Sri Aurobindo – Letters on Yoga – IV: CWSA, Vol. 31, p. 245
This is a very common disease with the sadhaks—making comparisons with feelings of jealousy and envy—in some it leads to revolt and self-assertion, in others to self-depreciation and depression. Naturally, these feelings are quite out of place and the judgments created are out of focus. Each sadhak has his own movement, his own relation with the Divine, his own place in the work or the general sadhana and to compare with others immediately brings in a wrong standard. It is on the truth of his own inner movement that he has to take his base—swadharma.

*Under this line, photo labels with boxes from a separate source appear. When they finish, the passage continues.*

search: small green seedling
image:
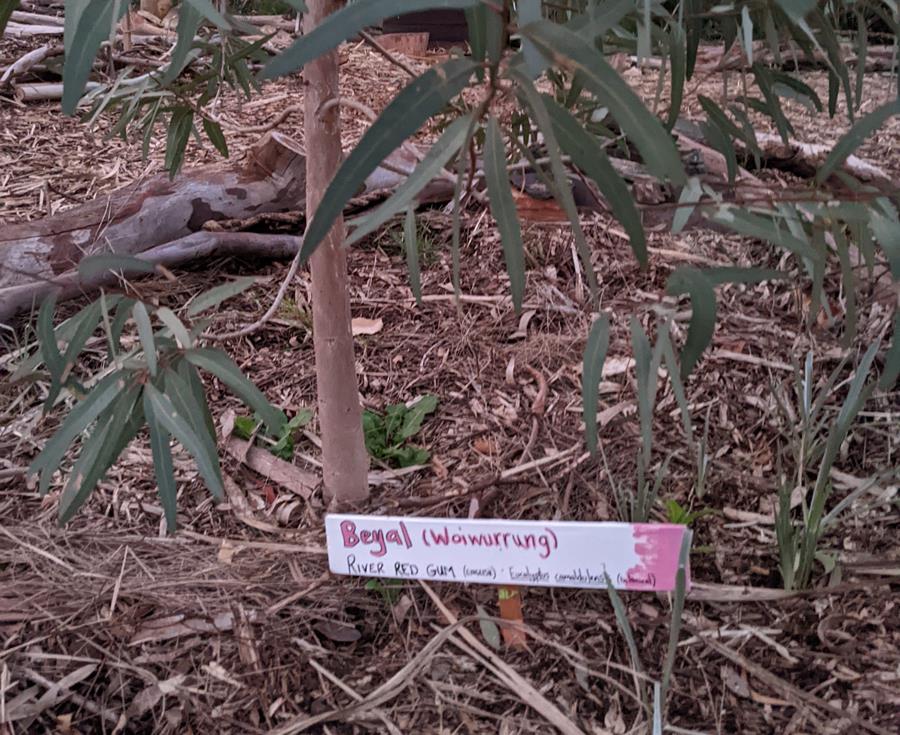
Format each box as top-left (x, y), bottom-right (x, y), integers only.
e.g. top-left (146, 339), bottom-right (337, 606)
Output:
top-left (365, 579), bottom-right (403, 607)
top-left (666, 499), bottom-right (715, 526)
top-left (234, 408), bottom-right (313, 462)
top-left (363, 394), bottom-right (438, 467)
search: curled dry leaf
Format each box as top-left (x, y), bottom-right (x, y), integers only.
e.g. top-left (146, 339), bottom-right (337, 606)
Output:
top-left (350, 316), bottom-right (384, 337)
top-left (472, 436), bottom-right (500, 457)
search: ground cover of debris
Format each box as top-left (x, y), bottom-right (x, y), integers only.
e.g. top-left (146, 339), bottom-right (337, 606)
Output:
top-left (0, 30), bottom-right (900, 734)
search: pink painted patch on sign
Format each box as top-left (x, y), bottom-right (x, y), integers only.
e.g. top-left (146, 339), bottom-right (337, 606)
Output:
top-left (617, 523), bottom-right (691, 590)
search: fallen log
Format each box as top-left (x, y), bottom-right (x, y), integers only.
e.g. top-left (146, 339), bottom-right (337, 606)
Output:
top-left (739, 133), bottom-right (895, 191)
top-left (0, 132), bottom-right (453, 323)
top-left (0, 230), bottom-right (303, 323)
top-left (0, 133), bottom-right (306, 318)
top-left (0, 44), bottom-right (63, 87)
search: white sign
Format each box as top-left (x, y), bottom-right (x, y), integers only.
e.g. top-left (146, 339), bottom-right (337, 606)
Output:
top-left (325, 514), bottom-right (687, 591)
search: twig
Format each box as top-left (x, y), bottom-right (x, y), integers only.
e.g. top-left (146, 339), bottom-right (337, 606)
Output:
top-left (359, 31), bottom-right (419, 79)
top-left (309, 658), bottom-right (400, 735)
top-left (23, 668), bottom-right (119, 725)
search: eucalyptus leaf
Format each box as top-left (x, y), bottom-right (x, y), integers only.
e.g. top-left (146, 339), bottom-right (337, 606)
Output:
top-left (300, 59), bottom-right (475, 268)
top-left (403, 207), bottom-right (422, 306)
top-left (184, 347), bottom-right (287, 434)
top-left (816, 99), bottom-right (900, 184)
top-left (666, 267), bottom-right (716, 379)
top-left (132, 301), bottom-right (156, 375)
top-left (581, 314), bottom-right (609, 455)
top-left (544, 96), bottom-right (647, 266)
top-left (347, 115), bottom-right (472, 246)
top-left (144, 393), bottom-right (178, 533)
top-left (520, 21), bottom-right (685, 184)
top-left (144, 385), bottom-right (225, 498)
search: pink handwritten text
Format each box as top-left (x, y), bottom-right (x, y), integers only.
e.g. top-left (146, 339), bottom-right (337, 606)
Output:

Sri Aurobindo – Letters on Yoga – IV: CWSA, Vol. 31, p. 244
“I”
This strutting “I” of human self and pride
Is a puppet built by Nature for her use,
And dances as her strong compulsions bid,
Forcefully feeble, brilliantly obtuse.
Our thinking is her leap of fluttering mind,
We hear and see by her constructed sense:
Our force is hers; her colours have combined
Our fly-upon-the-wheel magnificence.
He sits within who turns on her machine
These beings, portions of his mystery,
Many dwarf beams of his great calm sunshine,
A reflex of his sole infinity.
One mighty Self of cosmic act and thought
Employs this figure of a unit nought.
Sri Aurobindo – Collected Poems: CWSA, Vol. 2, p. 619
In all that is done in the universe, the Divine through his Shakti is behind all action but he is veiled by his Yoga Maya and works through the ego of the Jiva in the lower nature.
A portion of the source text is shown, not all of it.